For Mistral, KV-cache stores 8 128-element vectors for each key for each layer and 8 128-element vectors for each value for each layer, which adds up to 32 * 128 * 8 * 2 = 65K elements per token; if the KV-cache is using FP16 for individual elements, then for token number P we will need to read P * 130 KB of memory - for example, token number 1000 will need to read 130 MB of data from KV-cache.

From these numbers, it’s now easy to compute the minimal amount of time required for inference. For example, on NVidia RTX 4090 (1008 GB/s), 14.2 GB take ~14.1 ms to read, so we can expect ~14.1 ms per token for tokens with low position numbers (KV-cache impact is negligibly small). If we use 8-bit weights, we need to read 7.1 GB and that takes ~7.0 ms. These are lower bounds - they represent the minimum theoretically possible time per token.

Are theoretical bounds useful?

We’ve done a bunch of math and arrived at a few numbers that tell us we can’t run inference faster than a given threshold - is this useful? Let’s look at a few reasons why it could be.

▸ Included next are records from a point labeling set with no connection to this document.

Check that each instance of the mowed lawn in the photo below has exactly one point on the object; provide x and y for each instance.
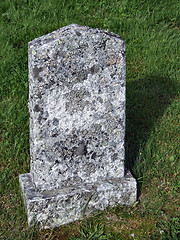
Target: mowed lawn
(150, 29)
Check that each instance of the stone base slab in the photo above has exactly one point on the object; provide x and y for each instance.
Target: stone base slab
(57, 207)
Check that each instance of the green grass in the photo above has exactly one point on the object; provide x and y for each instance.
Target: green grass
(150, 30)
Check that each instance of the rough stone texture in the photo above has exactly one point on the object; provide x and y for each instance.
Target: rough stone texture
(77, 78)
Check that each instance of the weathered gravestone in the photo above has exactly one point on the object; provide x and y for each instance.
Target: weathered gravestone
(77, 87)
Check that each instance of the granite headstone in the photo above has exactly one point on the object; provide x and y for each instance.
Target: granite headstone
(77, 95)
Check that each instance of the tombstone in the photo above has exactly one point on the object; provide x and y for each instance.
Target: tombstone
(77, 85)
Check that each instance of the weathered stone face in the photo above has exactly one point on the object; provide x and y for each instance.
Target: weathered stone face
(77, 106)
(77, 126)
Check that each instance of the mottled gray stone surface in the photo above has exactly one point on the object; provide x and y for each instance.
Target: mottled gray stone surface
(77, 79)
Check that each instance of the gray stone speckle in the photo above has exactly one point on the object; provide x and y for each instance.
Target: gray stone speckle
(77, 80)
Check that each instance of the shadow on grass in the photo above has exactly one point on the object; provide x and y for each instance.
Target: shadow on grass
(146, 100)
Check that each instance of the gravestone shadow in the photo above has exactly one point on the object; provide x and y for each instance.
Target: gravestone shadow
(146, 101)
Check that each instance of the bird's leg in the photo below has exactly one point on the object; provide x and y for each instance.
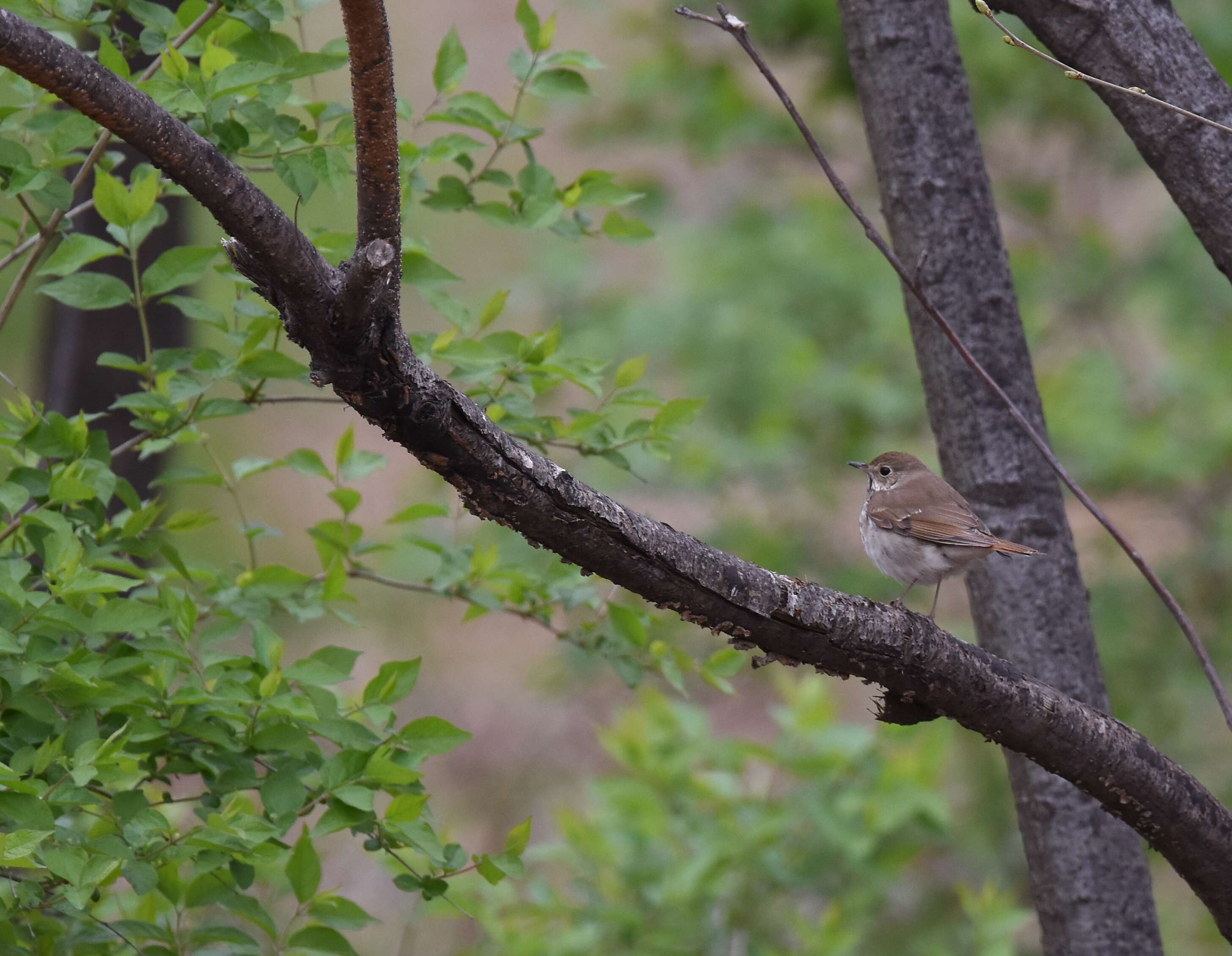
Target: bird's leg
(899, 600)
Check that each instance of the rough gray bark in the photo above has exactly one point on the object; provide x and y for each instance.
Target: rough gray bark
(499, 480)
(1089, 874)
(1145, 44)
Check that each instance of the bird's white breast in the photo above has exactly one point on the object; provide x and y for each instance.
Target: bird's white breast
(906, 560)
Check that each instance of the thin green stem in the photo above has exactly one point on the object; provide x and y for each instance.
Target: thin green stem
(513, 119)
(141, 315)
(230, 486)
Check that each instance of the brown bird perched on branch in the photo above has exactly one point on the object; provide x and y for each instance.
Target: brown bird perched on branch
(917, 529)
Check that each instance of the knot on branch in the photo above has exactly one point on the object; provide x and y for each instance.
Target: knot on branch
(368, 300)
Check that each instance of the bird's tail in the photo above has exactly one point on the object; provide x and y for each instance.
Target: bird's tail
(1010, 547)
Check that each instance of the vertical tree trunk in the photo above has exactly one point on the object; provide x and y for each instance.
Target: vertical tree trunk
(1088, 871)
(72, 339)
(1145, 44)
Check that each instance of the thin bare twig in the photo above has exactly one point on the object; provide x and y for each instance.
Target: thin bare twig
(49, 232)
(427, 589)
(738, 30)
(286, 400)
(1012, 40)
(16, 253)
(107, 926)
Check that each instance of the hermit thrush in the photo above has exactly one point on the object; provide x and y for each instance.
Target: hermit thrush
(917, 529)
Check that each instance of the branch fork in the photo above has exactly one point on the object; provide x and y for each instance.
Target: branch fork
(499, 478)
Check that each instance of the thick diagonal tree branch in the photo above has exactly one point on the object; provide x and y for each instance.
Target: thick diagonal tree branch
(1089, 875)
(1145, 44)
(911, 280)
(498, 478)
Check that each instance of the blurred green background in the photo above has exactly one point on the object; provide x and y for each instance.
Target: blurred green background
(784, 811)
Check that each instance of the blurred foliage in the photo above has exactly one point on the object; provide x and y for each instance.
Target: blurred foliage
(709, 844)
(134, 666)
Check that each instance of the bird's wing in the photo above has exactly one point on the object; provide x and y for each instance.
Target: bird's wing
(938, 524)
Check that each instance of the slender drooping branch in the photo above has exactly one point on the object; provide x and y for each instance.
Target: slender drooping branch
(1014, 41)
(49, 232)
(911, 280)
(1146, 44)
(1089, 878)
(501, 480)
(376, 133)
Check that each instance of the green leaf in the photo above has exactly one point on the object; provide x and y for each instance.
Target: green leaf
(626, 230)
(518, 838)
(674, 415)
(357, 796)
(347, 498)
(111, 199)
(14, 496)
(179, 266)
(406, 808)
(198, 310)
(418, 512)
(254, 465)
(361, 465)
(281, 794)
(304, 869)
(559, 84)
(488, 870)
(433, 736)
(419, 270)
(493, 308)
(112, 58)
(725, 663)
(547, 34)
(89, 291)
(328, 666)
(20, 844)
(332, 168)
(392, 683)
(295, 170)
(628, 624)
(270, 364)
(450, 196)
(242, 76)
(77, 250)
(451, 64)
(631, 371)
(322, 939)
(174, 64)
(189, 520)
(142, 196)
(306, 461)
(339, 912)
(529, 21)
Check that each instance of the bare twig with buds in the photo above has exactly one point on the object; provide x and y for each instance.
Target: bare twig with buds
(740, 31)
(1071, 73)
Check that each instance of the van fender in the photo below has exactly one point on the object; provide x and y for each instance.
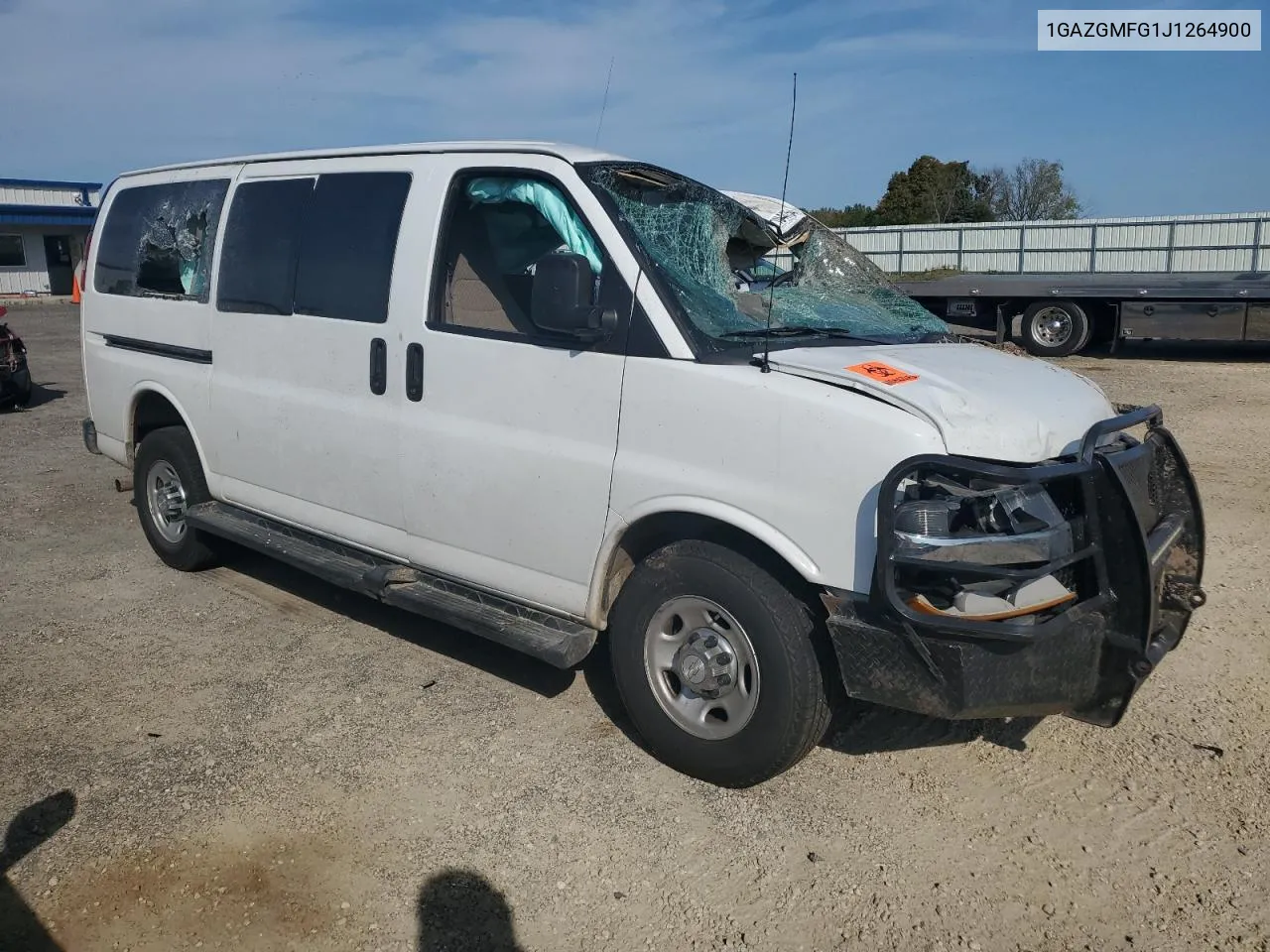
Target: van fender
(620, 525)
(139, 390)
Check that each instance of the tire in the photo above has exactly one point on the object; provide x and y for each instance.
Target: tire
(1055, 329)
(775, 697)
(167, 465)
(22, 388)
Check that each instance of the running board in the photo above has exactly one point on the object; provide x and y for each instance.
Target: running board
(558, 642)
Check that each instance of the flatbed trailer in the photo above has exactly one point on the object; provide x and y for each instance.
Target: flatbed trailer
(1064, 313)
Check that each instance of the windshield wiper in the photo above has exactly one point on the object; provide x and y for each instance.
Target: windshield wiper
(797, 330)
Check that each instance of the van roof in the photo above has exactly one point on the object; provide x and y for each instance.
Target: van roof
(562, 150)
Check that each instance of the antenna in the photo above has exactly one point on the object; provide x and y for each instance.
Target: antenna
(780, 221)
(604, 107)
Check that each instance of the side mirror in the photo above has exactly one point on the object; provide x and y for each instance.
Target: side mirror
(561, 299)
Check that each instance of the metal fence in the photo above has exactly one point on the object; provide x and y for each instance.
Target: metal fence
(1197, 243)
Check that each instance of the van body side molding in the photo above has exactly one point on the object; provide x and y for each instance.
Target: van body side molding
(159, 349)
(559, 642)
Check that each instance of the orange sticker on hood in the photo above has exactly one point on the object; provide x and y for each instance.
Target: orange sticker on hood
(883, 372)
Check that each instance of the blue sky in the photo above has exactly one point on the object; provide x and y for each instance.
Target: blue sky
(98, 86)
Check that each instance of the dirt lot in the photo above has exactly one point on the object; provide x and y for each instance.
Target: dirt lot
(252, 761)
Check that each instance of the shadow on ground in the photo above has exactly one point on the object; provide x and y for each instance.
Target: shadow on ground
(1185, 350)
(44, 394)
(19, 925)
(467, 649)
(860, 729)
(857, 729)
(461, 910)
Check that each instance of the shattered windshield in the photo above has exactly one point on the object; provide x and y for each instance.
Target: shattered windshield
(725, 267)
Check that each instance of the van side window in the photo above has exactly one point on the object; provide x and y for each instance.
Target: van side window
(159, 240)
(262, 244)
(497, 229)
(318, 246)
(349, 239)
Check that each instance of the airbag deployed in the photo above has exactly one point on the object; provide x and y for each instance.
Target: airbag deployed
(548, 202)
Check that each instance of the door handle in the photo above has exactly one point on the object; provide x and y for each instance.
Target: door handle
(414, 372)
(379, 366)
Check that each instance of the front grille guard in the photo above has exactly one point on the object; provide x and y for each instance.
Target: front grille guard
(1146, 599)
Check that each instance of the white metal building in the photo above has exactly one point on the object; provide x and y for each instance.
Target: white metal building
(1185, 243)
(42, 230)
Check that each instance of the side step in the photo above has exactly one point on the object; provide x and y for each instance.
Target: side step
(558, 642)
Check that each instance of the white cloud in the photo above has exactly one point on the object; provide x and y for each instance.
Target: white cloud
(104, 85)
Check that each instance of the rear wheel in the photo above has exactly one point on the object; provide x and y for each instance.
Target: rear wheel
(1055, 329)
(716, 665)
(167, 480)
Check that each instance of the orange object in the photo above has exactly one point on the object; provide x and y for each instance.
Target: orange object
(883, 372)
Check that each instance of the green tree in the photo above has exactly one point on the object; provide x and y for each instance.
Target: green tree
(1033, 190)
(853, 216)
(934, 191)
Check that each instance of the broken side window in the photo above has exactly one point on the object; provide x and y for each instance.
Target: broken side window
(159, 240)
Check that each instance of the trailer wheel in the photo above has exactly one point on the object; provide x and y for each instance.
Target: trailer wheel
(1055, 329)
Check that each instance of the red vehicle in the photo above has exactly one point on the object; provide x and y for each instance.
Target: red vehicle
(14, 372)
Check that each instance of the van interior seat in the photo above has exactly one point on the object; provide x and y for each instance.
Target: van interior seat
(479, 295)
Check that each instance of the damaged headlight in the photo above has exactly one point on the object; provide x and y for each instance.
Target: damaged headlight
(952, 534)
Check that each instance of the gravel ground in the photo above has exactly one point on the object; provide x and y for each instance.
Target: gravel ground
(248, 760)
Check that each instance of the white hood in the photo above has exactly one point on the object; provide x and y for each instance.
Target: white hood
(983, 402)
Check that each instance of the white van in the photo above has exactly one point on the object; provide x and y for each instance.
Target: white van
(539, 393)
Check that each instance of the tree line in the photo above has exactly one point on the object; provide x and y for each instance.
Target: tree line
(937, 191)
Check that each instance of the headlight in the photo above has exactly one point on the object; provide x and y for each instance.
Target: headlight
(952, 534)
(1010, 526)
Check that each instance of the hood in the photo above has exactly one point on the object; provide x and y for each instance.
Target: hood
(984, 403)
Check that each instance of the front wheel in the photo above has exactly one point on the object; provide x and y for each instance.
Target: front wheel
(22, 388)
(716, 665)
(1055, 329)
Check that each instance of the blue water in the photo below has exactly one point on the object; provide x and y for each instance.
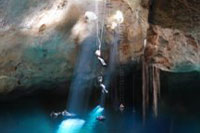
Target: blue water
(33, 117)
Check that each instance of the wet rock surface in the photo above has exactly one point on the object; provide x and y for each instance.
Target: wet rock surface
(173, 37)
(36, 47)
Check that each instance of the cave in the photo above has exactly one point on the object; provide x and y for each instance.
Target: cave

To actually reach that time, you need a high-quality software implementation, and hardware that can reach the theoretical peak bandwidth. This means that if a given implementation is far from the optimal number, it’s a cause for investigation: efficiency might be left on the table, either on the software or on the hardware side. For example, on RTX 4090 calm achieves ~15.4 ms/tok for Mistral 7B when using 16-bit weights and ~7.8 ms/tok for 8-bit weights - this is around 90% of the theoretically possible performance.⁸ On Apple M2 Air when using CPU inference, both calm and llama.cpp only reach ~65% of the theoretical 100 GB/s bandwidth, suggesting that the quoted peak bandwidth can only be fully utilized with the help of iGPU.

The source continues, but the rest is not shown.